Et on aurait peut-être de bonnes surprises, car l’intégration des immigrants s’est considérablement améliorée, depuis 10 ans, du moins sur le marché du travail. Jugez-en vous-même…

Le taux d’emploi des immigrants qui sont ici depuis plus de cinq ans est désormais plus élevé que celui des personnes nées ici. Le taux de chômage des immigrants se rapproche de celui des natifs, même si un écart persiste pour les immigrants plus récents. Et la rémunération hebdomadaire moyenne des immigrants a pratiquement rattrapé celle des travailleurs nés au pays, sauf pour les immigrants plus récents.

Du côté socioculturel, la situation est aussi moins alarmante que certains le croient. Si les immigrants continuent de parler leur langue maternelle à la maison, ce qui est tout naturel, il en va autrement dans la sphère publique, et c’est ce qui compte vraiment.

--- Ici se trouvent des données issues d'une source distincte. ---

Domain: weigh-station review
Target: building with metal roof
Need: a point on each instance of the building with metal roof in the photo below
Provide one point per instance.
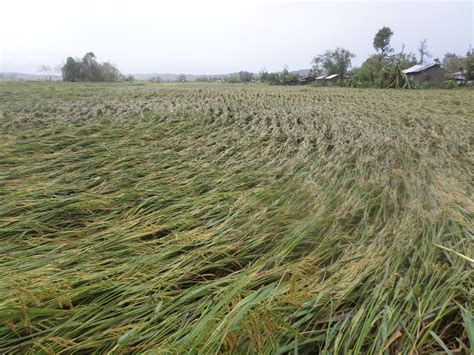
(426, 74)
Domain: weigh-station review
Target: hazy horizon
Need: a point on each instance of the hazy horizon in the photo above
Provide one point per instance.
(212, 37)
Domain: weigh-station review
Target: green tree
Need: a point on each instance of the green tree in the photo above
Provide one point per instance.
(337, 61)
(423, 51)
(90, 68)
(453, 62)
(109, 72)
(245, 76)
(71, 71)
(381, 42)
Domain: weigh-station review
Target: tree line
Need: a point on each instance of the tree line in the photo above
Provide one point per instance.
(381, 69)
(89, 69)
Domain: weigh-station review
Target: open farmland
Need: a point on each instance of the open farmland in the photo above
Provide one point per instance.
(235, 218)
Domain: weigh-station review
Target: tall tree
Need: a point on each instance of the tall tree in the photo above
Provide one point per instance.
(453, 62)
(245, 76)
(423, 51)
(71, 70)
(381, 42)
(337, 61)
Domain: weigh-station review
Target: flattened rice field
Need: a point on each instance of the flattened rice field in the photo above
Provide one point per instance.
(209, 218)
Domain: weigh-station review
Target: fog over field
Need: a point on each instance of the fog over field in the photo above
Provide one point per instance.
(216, 37)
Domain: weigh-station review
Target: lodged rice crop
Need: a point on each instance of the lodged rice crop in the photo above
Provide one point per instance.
(206, 218)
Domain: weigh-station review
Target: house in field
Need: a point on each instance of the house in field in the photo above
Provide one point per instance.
(421, 74)
(331, 79)
(459, 77)
(305, 79)
(320, 80)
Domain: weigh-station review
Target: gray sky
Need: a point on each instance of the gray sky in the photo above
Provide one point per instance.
(213, 37)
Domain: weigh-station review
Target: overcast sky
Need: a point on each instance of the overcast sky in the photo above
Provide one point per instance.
(214, 37)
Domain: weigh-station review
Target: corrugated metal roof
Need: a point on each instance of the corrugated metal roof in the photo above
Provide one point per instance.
(418, 68)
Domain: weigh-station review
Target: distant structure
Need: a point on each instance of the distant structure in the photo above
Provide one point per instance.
(305, 79)
(320, 80)
(426, 74)
(459, 77)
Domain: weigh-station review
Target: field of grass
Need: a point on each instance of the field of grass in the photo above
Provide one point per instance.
(235, 218)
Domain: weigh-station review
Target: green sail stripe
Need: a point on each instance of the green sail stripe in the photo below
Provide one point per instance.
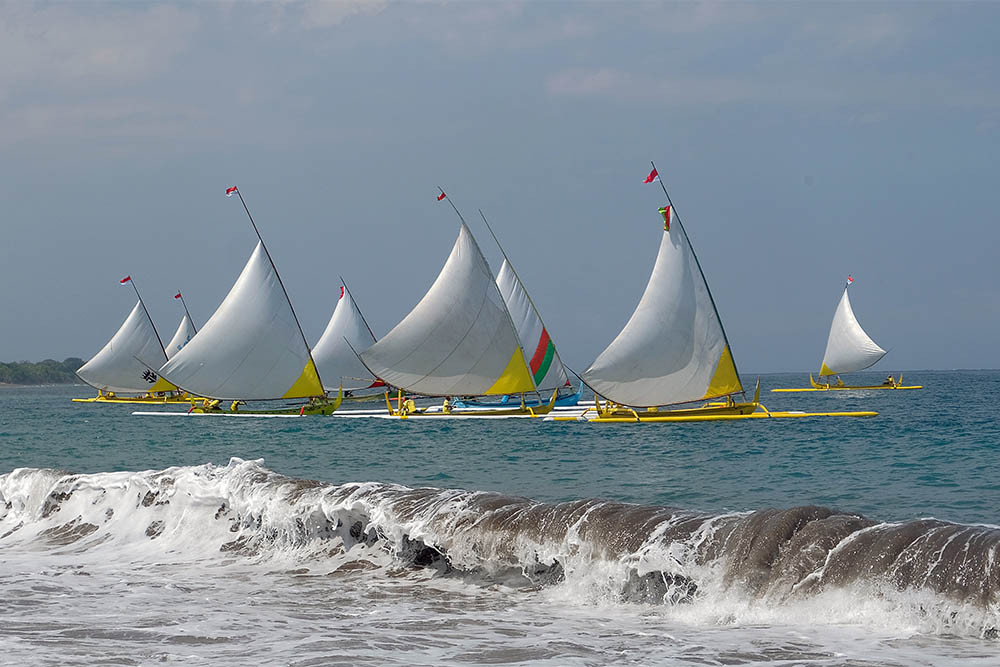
(543, 368)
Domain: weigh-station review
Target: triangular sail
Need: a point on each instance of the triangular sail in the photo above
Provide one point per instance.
(251, 348)
(337, 363)
(185, 332)
(848, 348)
(458, 340)
(673, 349)
(117, 367)
(543, 360)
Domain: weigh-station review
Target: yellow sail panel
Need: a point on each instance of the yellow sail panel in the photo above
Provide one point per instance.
(307, 385)
(724, 380)
(161, 385)
(515, 378)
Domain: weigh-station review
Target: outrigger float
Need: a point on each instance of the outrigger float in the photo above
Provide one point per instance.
(673, 350)
(727, 410)
(848, 349)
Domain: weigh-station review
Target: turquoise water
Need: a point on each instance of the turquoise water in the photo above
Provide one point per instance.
(137, 540)
(930, 452)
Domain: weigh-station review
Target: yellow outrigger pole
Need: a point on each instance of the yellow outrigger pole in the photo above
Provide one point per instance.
(726, 410)
(406, 408)
(891, 383)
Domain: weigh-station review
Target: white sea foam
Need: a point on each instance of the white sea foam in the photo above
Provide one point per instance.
(222, 563)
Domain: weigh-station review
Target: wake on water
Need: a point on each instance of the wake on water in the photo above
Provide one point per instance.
(805, 564)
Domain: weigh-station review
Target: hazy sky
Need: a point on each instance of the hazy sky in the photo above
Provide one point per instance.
(800, 142)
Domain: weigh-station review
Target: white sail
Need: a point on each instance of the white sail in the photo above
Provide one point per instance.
(543, 360)
(458, 340)
(185, 332)
(337, 363)
(117, 367)
(673, 348)
(848, 348)
(251, 348)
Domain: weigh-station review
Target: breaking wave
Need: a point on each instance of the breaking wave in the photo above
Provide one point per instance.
(762, 566)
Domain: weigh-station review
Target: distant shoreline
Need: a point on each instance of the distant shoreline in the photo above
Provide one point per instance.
(31, 373)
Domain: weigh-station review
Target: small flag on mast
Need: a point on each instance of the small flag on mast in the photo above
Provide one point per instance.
(667, 214)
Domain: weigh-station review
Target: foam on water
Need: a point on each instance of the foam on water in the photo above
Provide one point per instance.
(449, 570)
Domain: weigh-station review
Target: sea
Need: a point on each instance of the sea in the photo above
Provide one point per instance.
(141, 540)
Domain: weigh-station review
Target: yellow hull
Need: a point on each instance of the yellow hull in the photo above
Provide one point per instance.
(610, 413)
(141, 400)
(826, 386)
(408, 410)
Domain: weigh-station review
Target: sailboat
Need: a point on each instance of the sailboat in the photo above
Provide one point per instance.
(459, 340)
(251, 349)
(123, 365)
(185, 331)
(347, 335)
(848, 349)
(673, 350)
(546, 367)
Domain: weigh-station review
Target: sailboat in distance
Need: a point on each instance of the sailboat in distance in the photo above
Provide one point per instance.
(673, 350)
(124, 364)
(459, 340)
(185, 331)
(848, 349)
(252, 347)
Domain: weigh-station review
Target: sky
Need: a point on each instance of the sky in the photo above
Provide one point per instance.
(800, 143)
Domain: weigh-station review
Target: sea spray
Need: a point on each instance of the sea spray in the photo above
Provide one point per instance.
(766, 566)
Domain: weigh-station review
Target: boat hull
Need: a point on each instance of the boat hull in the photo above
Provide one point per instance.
(138, 400)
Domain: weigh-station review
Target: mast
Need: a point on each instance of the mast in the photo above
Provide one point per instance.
(346, 289)
(278, 276)
(698, 264)
(187, 312)
(131, 281)
(510, 320)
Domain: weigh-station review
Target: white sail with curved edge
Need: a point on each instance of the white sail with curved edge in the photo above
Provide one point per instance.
(458, 340)
(673, 348)
(251, 348)
(337, 363)
(117, 367)
(848, 348)
(185, 332)
(543, 360)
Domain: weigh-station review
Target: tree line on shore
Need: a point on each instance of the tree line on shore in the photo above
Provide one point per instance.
(49, 371)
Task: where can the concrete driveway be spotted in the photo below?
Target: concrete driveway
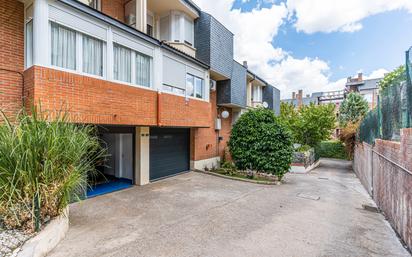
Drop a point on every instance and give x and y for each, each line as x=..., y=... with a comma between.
x=202, y=215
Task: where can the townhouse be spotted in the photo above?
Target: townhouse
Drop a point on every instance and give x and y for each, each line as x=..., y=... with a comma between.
x=158, y=78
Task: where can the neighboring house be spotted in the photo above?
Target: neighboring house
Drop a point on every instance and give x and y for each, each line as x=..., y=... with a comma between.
x=368, y=88
x=155, y=75
x=299, y=100
x=319, y=98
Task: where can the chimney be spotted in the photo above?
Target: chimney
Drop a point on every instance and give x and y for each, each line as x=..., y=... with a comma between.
x=360, y=77
x=245, y=64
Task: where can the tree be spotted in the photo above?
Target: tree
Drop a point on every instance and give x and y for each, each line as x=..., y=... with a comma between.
x=260, y=142
x=315, y=124
x=352, y=109
x=310, y=124
x=393, y=78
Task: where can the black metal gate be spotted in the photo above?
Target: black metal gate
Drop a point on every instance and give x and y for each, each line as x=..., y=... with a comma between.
x=169, y=152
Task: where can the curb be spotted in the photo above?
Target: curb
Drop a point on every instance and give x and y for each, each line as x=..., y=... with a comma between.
x=240, y=179
x=47, y=239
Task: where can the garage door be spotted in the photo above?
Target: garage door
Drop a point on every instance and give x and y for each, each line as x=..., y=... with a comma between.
x=169, y=152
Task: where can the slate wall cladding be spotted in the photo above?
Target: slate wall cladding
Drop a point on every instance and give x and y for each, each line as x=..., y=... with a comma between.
x=233, y=91
x=268, y=96
x=214, y=44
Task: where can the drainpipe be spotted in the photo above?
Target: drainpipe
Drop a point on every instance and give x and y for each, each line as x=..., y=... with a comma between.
x=159, y=118
x=22, y=79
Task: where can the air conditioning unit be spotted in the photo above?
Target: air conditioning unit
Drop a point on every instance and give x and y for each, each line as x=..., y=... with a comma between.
x=212, y=85
x=218, y=124
x=131, y=20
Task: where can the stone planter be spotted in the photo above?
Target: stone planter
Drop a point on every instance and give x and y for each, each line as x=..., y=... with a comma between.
x=47, y=239
x=304, y=162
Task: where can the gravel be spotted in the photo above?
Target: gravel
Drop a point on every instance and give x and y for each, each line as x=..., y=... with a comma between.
x=11, y=240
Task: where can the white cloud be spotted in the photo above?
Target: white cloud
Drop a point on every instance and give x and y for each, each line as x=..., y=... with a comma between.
x=339, y=15
x=255, y=30
x=379, y=73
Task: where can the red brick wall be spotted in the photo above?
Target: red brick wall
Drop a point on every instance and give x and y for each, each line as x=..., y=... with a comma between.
x=92, y=100
x=391, y=184
x=176, y=111
x=114, y=8
x=205, y=141
x=11, y=55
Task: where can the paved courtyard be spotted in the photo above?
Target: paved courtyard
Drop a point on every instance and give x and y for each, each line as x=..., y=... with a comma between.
x=319, y=214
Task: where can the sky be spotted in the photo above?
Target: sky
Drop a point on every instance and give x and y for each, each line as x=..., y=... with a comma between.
x=315, y=45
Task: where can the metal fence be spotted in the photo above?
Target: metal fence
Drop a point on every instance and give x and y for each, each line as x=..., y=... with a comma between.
x=393, y=112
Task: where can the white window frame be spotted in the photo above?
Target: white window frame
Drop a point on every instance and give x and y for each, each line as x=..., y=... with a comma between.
x=202, y=93
x=95, y=4
x=259, y=90
x=178, y=20
x=79, y=53
x=133, y=68
x=104, y=59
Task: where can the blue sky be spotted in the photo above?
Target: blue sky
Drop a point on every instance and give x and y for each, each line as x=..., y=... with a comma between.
x=315, y=44
x=380, y=44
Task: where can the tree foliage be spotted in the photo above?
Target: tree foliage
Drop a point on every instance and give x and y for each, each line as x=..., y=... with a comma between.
x=260, y=142
x=393, y=78
x=309, y=124
x=352, y=109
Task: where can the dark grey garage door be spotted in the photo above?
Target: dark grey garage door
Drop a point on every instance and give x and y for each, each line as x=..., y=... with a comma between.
x=169, y=152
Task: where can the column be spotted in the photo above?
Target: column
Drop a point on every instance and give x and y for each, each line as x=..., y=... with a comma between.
x=142, y=166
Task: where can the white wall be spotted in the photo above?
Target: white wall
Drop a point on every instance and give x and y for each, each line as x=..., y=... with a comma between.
x=49, y=10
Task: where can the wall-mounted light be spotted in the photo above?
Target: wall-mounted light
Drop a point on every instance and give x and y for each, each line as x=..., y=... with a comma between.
x=225, y=114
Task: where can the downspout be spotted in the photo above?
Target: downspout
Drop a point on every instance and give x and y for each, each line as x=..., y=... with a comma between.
x=159, y=118
x=22, y=79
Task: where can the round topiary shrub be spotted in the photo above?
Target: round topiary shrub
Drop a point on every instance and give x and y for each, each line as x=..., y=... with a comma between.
x=259, y=142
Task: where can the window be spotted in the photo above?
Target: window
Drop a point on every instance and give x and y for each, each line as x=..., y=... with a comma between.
x=194, y=86
x=172, y=89
x=95, y=4
x=368, y=97
x=199, y=87
x=29, y=43
x=189, y=31
x=142, y=70
x=190, y=85
x=122, y=63
x=176, y=28
x=165, y=28
x=149, y=26
x=257, y=94
x=63, y=47
x=92, y=56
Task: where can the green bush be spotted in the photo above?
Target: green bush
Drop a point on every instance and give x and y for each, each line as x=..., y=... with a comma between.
x=309, y=124
x=43, y=167
x=260, y=142
x=352, y=109
x=331, y=149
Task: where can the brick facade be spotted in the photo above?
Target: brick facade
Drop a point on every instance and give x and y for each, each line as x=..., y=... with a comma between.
x=11, y=56
x=205, y=140
x=379, y=169
x=96, y=101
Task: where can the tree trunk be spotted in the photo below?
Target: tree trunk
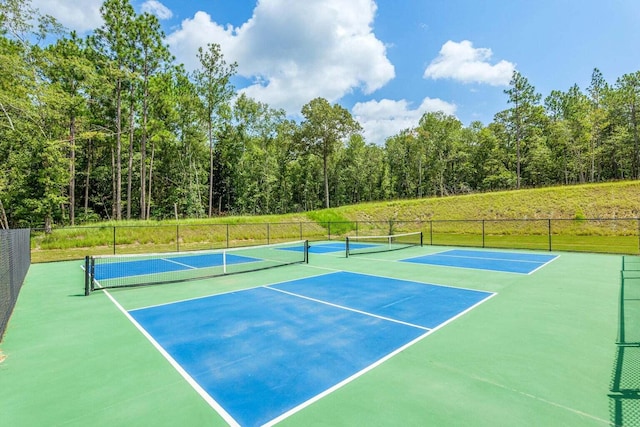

Avant de rehausser les seuils, il faut aussi considérer les effets d’une hausse de l’immigration sur la demande de logements, de services de garde, d’écoles ou encore de services de francisation.

À ce chapitre, Québec a des devoirs à faire, car il ne dépense même pas toute la généreuse enveloppe qu’Ottawa lui remet en vertu de l’accord Canada-Québec sur le partage des compétences en immigration.

En fait, la compensation fédérale s’élève à 650 millions de dollars pour 2020-2021, selon le cahier explicatif du ministère de l’Immigration. Mais Québec n’utilise que 589 millions « aux fins de l’intégration et de la francisation des personnes immigrantes », précise le rapport annuel de gestion du Ministère.

Si Québec se préoccupe réellement de la capacité d’intégration, il devrait commencer par dépenser tout l’argent que le fédéral lui remet. Et le dépenser comme il faut. Car la vérificatrice générale a déjà qualifié d’échec ses programmes de francisation.

Un autre bon sujet de discussion pour des états généraux en immigration…

Des états généraux seraient une tribune idéale pour démystifier toute la complexité de l’immigration auprès du grand public et fournir un espace de réflexion pour d’établir des consensus au sein de la société.

Mais la CAQ a plutôt choisi de reporter à l’an prochain la consultation publique sur l’immigration qui aurait dû avoir lieu cette année.

À la place, elle préfère politiser le débat davantage en dévoilant lors de son congrès, en fin de semaine, les résultats de deux études pourtant commandées par le ministère de l’Immigration à des experts externes.

De grâce, ne lançons pas le débat à l’envers, avec des slogans électoraux séduisants et des chiffres en l’air. Si on veut trouver le juste équilibre pour les seuils d’immigration, arrêtons de jouer à The Price Is Right.